Sustainable Agriculture

The Agriculture Challenge

Without specific investment to support global sustainable agriculture, increased food insecurity and further environmental deterioration related to water scarcity and climate change are inevitable.1

The Case for Impact

  • Excessive fertilizer application is a major source of pollution for freshwater and coastal ecosystems.2
  • Irrigation accounts for 70% of overall freshwater withdrawals and is often wasteful and inefficient.3, 4
  • 30-50% of global food supply is wasted across the supply chain.5

Sonen's Goals for Agriculture Investing

Target key agriculture themes that improve global food security, meet global nutritional needs and improve environmental sustainability, including:

  • Improved nutrient management,
  • Reduced water use intensity, and
  • Reduced food waste.

Fixed Income Investment Example

Financing for organic or sustainably-oriented food production; and preservation of the use of agricultural land.

Public Equity Investment Example

Technologies for precision agriculture and increased water-efficiency.

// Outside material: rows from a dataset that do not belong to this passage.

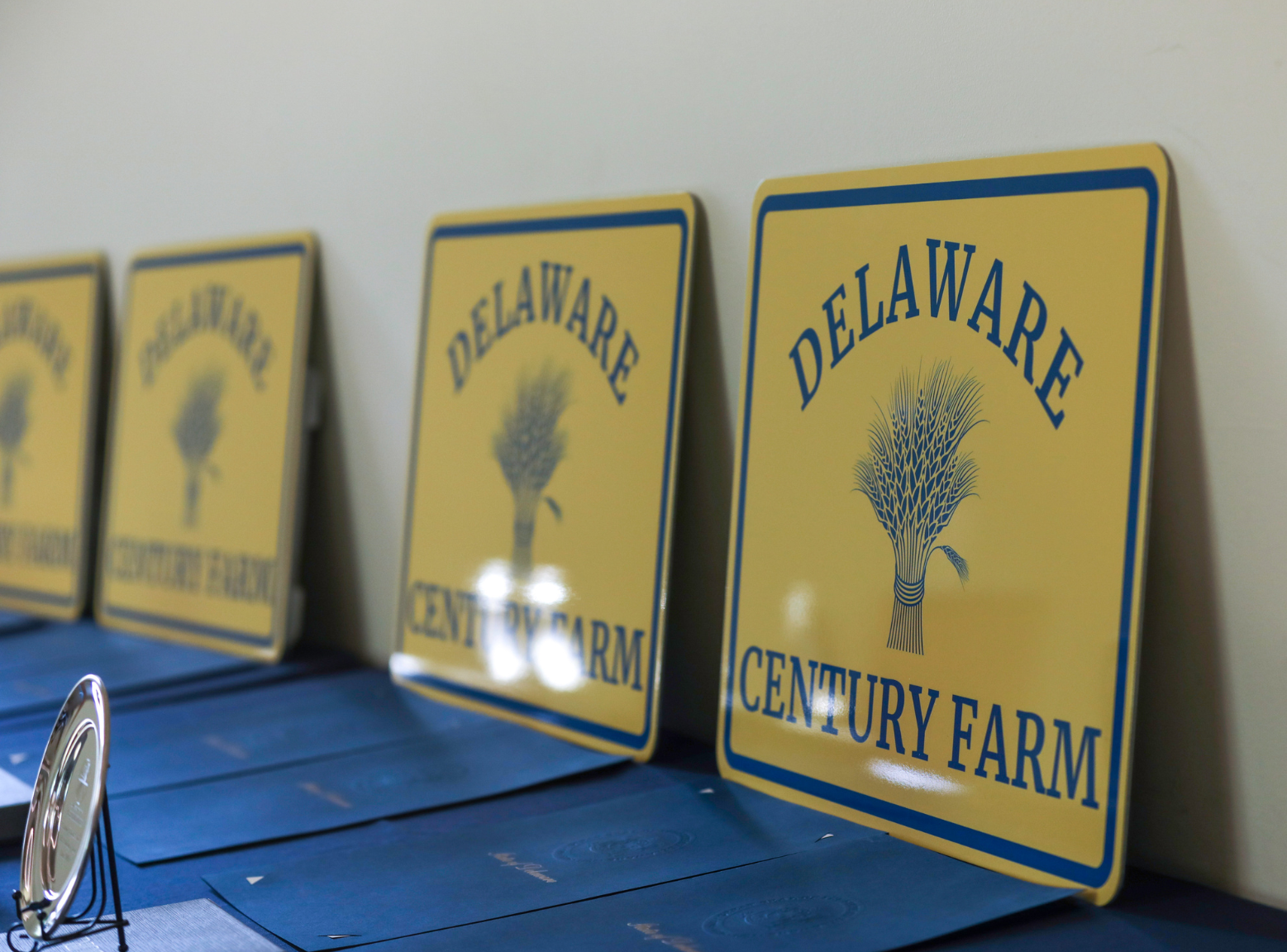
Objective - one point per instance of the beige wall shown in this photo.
(136, 122)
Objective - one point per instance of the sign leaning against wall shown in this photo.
(206, 446)
(542, 469)
(938, 528)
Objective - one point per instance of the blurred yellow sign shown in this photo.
(50, 326)
(538, 511)
(941, 503)
(205, 452)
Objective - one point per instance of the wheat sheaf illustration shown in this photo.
(915, 476)
(14, 421)
(529, 445)
(196, 431)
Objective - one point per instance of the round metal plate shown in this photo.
(64, 807)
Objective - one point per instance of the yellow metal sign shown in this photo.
(205, 452)
(941, 505)
(542, 466)
(50, 318)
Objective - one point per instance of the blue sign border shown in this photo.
(577, 223)
(1101, 180)
(157, 261)
(69, 270)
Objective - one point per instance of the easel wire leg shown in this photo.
(116, 885)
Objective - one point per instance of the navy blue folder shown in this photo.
(432, 769)
(252, 730)
(39, 668)
(857, 897)
(506, 869)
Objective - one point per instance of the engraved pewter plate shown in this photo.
(64, 808)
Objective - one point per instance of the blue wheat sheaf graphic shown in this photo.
(915, 478)
(196, 431)
(14, 421)
(529, 445)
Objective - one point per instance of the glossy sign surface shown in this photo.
(942, 488)
(542, 464)
(50, 314)
(64, 807)
(198, 531)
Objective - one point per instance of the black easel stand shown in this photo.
(78, 926)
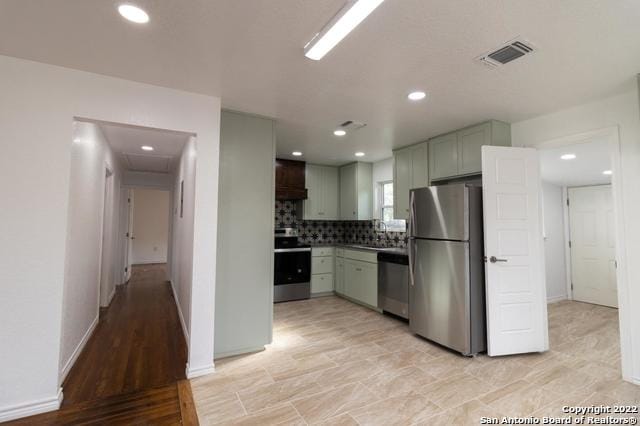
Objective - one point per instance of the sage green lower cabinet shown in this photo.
(322, 263)
(356, 275)
(321, 283)
(361, 281)
(339, 274)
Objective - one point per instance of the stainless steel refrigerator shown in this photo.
(446, 267)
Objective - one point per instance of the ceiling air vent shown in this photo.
(506, 53)
(352, 125)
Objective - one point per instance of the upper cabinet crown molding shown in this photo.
(459, 153)
(356, 191)
(323, 193)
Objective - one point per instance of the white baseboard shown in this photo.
(31, 408)
(76, 353)
(200, 371)
(184, 324)
(110, 298)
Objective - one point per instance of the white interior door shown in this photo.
(129, 236)
(514, 271)
(593, 245)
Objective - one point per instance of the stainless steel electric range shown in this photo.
(292, 271)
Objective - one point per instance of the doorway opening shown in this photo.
(129, 250)
(583, 249)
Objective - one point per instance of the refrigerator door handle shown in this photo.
(411, 241)
(412, 261)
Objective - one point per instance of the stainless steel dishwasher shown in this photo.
(393, 283)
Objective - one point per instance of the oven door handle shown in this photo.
(294, 250)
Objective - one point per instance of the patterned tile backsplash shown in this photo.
(336, 231)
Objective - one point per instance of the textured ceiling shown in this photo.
(126, 142)
(250, 54)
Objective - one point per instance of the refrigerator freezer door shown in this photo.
(440, 212)
(439, 293)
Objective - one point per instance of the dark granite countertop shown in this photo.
(396, 250)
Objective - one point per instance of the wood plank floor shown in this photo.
(132, 370)
(336, 363)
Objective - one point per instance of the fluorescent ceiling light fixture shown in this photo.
(354, 12)
(133, 13)
(417, 96)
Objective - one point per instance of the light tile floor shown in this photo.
(336, 363)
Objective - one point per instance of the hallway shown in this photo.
(132, 370)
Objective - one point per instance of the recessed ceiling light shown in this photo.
(416, 96)
(339, 27)
(133, 13)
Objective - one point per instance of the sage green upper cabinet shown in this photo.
(356, 190)
(410, 170)
(401, 182)
(460, 153)
(470, 142)
(443, 156)
(322, 193)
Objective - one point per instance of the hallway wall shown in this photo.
(181, 249)
(38, 105)
(90, 155)
(623, 112)
(150, 226)
(554, 242)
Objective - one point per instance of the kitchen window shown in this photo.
(385, 209)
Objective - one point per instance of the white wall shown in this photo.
(85, 254)
(147, 179)
(37, 109)
(554, 241)
(382, 171)
(182, 233)
(150, 226)
(621, 111)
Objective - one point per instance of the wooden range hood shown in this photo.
(290, 182)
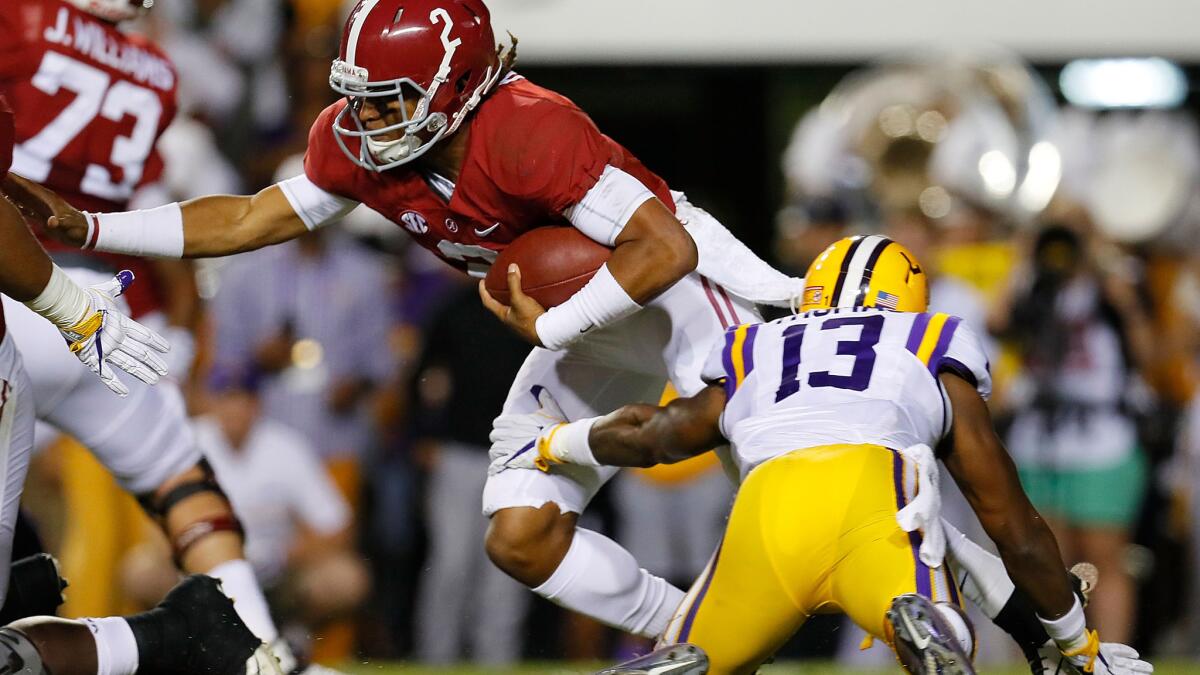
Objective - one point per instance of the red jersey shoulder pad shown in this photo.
(324, 162)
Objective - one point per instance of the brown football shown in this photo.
(555, 263)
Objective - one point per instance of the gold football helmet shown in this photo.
(865, 272)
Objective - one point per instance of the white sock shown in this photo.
(117, 649)
(603, 580)
(982, 575)
(239, 583)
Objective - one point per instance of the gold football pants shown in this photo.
(811, 531)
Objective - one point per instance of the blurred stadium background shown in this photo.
(1044, 159)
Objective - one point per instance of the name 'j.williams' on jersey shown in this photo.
(853, 375)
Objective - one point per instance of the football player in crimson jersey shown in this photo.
(196, 628)
(90, 102)
(437, 132)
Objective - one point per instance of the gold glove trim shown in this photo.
(545, 457)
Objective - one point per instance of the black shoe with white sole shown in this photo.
(925, 641)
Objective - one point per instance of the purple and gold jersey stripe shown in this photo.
(930, 338)
(924, 574)
(738, 356)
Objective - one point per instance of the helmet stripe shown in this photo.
(855, 266)
(865, 284)
(845, 267)
(352, 40)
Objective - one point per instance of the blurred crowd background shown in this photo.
(343, 384)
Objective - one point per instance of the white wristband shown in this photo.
(151, 232)
(1069, 631)
(568, 443)
(63, 302)
(598, 304)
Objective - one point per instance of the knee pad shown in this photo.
(35, 589)
(682, 658)
(18, 656)
(159, 508)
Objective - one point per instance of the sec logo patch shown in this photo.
(414, 222)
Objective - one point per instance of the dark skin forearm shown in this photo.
(24, 266)
(988, 478)
(642, 435)
(183, 297)
(220, 225)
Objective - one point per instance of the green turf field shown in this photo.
(789, 668)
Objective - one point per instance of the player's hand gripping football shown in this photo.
(522, 315)
(515, 436)
(106, 338)
(61, 220)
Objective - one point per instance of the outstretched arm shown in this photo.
(636, 435)
(642, 435)
(203, 227)
(988, 478)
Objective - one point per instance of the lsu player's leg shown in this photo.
(533, 535)
(16, 446)
(193, 631)
(874, 547)
(774, 565)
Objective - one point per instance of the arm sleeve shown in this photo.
(316, 207)
(605, 209)
(553, 159)
(965, 356)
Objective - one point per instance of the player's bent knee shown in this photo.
(191, 508)
(18, 652)
(335, 586)
(529, 543)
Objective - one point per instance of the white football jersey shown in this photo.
(855, 375)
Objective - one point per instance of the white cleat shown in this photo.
(925, 640)
(671, 659)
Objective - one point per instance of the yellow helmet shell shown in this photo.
(867, 272)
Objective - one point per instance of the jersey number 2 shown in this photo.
(863, 350)
(95, 95)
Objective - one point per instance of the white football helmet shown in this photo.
(114, 10)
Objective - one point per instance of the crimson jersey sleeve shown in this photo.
(549, 153)
(6, 137)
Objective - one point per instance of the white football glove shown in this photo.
(515, 436)
(106, 338)
(1109, 658)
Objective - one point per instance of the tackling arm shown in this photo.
(639, 435)
(203, 227)
(651, 254)
(988, 478)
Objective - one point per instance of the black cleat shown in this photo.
(671, 659)
(924, 640)
(196, 631)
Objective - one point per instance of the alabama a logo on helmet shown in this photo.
(414, 222)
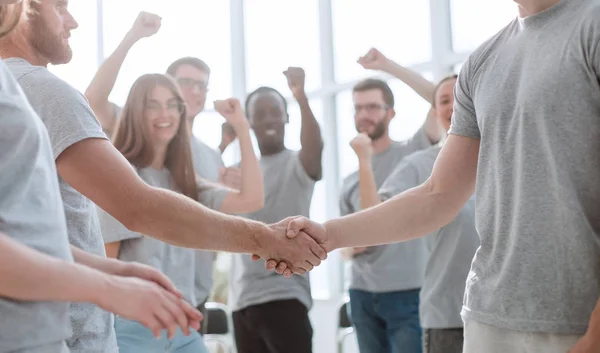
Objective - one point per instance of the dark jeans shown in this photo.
(281, 326)
(448, 340)
(386, 322)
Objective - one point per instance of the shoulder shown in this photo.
(479, 56)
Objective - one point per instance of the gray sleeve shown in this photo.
(113, 230)
(464, 120)
(404, 177)
(65, 111)
(211, 195)
(418, 142)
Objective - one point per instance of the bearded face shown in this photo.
(50, 25)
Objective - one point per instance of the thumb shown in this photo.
(296, 225)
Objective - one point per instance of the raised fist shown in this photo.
(296, 78)
(145, 25)
(373, 60)
(231, 110)
(362, 146)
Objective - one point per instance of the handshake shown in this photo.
(293, 246)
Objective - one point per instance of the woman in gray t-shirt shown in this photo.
(153, 135)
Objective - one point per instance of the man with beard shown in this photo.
(192, 75)
(270, 312)
(91, 171)
(384, 291)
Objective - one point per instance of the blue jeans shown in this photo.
(133, 337)
(386, 322)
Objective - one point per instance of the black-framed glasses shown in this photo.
(191, 83)
(370, 108)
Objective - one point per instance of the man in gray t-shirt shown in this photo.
(51, 97)
(270, 313)
(385, 283)
(31, 213)
(192, 75)
(524, 136)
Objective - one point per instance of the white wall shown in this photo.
(324, 318)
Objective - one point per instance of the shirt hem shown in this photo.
(532, 326)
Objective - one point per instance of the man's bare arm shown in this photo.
(97, 170)
(311, 140)
(103, 82)
(417, 211)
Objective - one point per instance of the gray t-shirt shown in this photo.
(288, 192)
(452, 247)
(207, 162)
(69, 119)
(532, 95)
(175, 262)
(390, 267)
(31, 213)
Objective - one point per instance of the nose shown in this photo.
(71, 23)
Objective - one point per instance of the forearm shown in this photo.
(412, 79)
(181, 221)
(26, 274)
(594, 327)
(106, 265)
(407, 216)
(104, 80)
(310, 140)
(367, 186)
(251, 187)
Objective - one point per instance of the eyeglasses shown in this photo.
(191, 83)
(172, 107)
(370, 108)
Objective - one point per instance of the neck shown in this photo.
(190, 122)
(272, 150)
(160, 154)
(15, 46)
(531, 7)
(381, 144)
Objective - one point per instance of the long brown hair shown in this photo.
(9, 17)
(133, 140)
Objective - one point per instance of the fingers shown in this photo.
(167, 320)
(175, 311)
(296, 225)
(319, 252)
(153, 324)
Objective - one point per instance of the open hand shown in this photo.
(149, 304)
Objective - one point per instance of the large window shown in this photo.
(280, 34)
(197, 28)
(400, 29)
(83, 41)
(474, 21)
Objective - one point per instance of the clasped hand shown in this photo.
(303, 247)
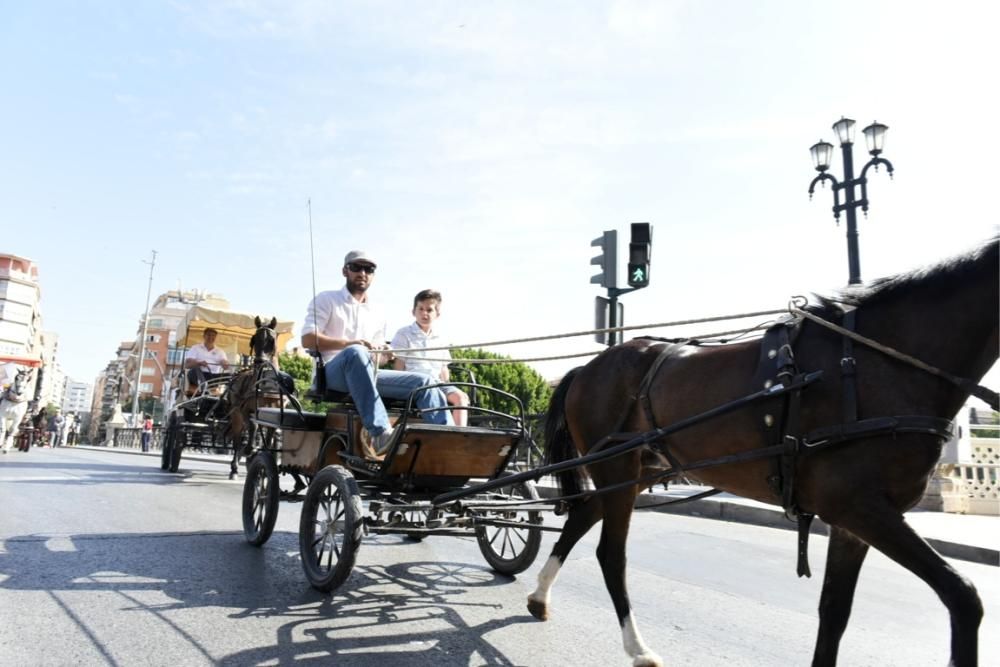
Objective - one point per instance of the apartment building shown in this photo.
(20, 314)
(163, 352)
(77, 396)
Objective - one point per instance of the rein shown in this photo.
(987, 395)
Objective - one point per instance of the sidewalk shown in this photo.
(969, 537)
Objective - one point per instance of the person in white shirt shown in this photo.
(422, 334)
(204, 361)
(345, 327)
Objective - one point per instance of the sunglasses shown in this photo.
(354, 267)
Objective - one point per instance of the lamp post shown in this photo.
(142, 345)
(822, 154)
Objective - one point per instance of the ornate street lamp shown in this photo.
(822, 154)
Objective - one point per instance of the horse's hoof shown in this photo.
(539, 610)
(647, 660)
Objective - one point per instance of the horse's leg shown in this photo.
(845, 556)
(884, 528)
(611, 555)
(581, 517)
(3, 428)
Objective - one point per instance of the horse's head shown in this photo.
(19, 387)
(264, 340)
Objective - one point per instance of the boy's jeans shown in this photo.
(352, 371)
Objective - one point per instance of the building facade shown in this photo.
(77, 397)
(20, 315)
(163, 353)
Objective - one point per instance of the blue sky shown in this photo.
(478, 148)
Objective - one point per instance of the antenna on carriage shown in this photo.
(312, 260)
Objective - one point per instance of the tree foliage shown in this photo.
(301, 370)
(514, 378)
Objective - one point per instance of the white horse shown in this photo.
(13, 405)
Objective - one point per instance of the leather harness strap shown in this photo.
(647, 405)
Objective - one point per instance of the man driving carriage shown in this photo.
(347, 329)
(204, 360)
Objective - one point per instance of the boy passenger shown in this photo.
(421, 334)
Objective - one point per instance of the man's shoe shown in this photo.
(380, 443)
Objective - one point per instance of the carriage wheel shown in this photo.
(260, 498)
(330, 528)
(511, 549)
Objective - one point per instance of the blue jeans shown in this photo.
(352, 371)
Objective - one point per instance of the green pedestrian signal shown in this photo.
(639, 248)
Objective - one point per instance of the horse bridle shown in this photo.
(21, 395)
(274, 338)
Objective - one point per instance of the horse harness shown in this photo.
(784, 441)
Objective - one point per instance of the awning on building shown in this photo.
(31, 362)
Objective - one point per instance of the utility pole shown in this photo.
(142, 344)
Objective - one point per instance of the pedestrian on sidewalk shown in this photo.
(54, 427)
(64, 430)
(147, 432)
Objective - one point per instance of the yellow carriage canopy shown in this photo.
(235, 330)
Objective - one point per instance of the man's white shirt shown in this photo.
(337, 314)
(215, 357)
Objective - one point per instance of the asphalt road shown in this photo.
(106, 560)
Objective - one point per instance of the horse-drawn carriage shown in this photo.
(838, 411)
(207, 415)
(353, 490)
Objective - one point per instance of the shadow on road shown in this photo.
(415, 611)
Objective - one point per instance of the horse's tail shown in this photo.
(559, 444)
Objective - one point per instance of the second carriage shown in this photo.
(200, 415)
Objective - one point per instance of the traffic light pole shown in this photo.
(615, 337)
(607, 314)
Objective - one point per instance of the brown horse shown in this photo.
(258, 386)
(945, 316)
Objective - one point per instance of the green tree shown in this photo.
(301, 370)
(514, 378)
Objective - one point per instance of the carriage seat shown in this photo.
(290, 419)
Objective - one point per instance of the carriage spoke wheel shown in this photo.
(260, 498)
(330, 528)
(511, 549)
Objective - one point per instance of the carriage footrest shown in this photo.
(290, 419)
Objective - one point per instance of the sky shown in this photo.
(477, 148)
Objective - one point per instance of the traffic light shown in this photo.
(607, 260)
(639, 248)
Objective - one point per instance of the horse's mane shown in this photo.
(948, 275)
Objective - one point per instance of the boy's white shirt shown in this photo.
(417, 361)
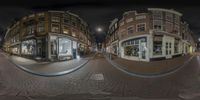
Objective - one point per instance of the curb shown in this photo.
(150, 75)
(50, 74)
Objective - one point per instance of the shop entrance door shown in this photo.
(142, 49)
(168, 49)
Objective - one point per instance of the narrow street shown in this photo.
(97, 79)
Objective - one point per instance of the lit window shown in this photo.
(169, 17)
(55, 19)
(157, 24)
(65, 30)
(157, 15)
(157, 45)
(176, 19)
(129, 20)
(122, 23)
(73, 34)
(141, 27)
(31, 29)
(130, 30)
(140, 17)
(40, 27)
(55, 27)
(169, 27)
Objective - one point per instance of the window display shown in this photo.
(65, 47)
(157, 45)
(28, 47)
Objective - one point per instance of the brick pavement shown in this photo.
(153, 67)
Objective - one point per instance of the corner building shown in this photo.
(154, 35)
(49, 35)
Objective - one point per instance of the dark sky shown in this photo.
(98, 13)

Private Equity Investment Example

Infrastructure for efficient production, storage and distribution of food resources; preservation of use of agricultural land.

Sources:

  1. West, Paul C., James S. Gerber, Peder M. Engstrom, Nathaniel D. Mueller, Kate A. Brauman, Kimberly M. Carlson, Emily S. Cassidy, et al. Leverage Points for Improving Global Food Security and the Environment. BioScience. March 2015.
  2. Ongley, Edwin D. Control of Water Pollution from Agriculture, Chapter 1. Food and Agriculture Organization of the United States (FAO). Natural Resources Management and Environment Department. 1996.
  3. FAO. 2050: A Third More Mouths to Feed. 2009.
  4. Wenzlau. Sophie. To Combat Scarcity, Increase Water-Use Efficiency in Agriculture. WorldWatch WorldWatch Institute. 2013.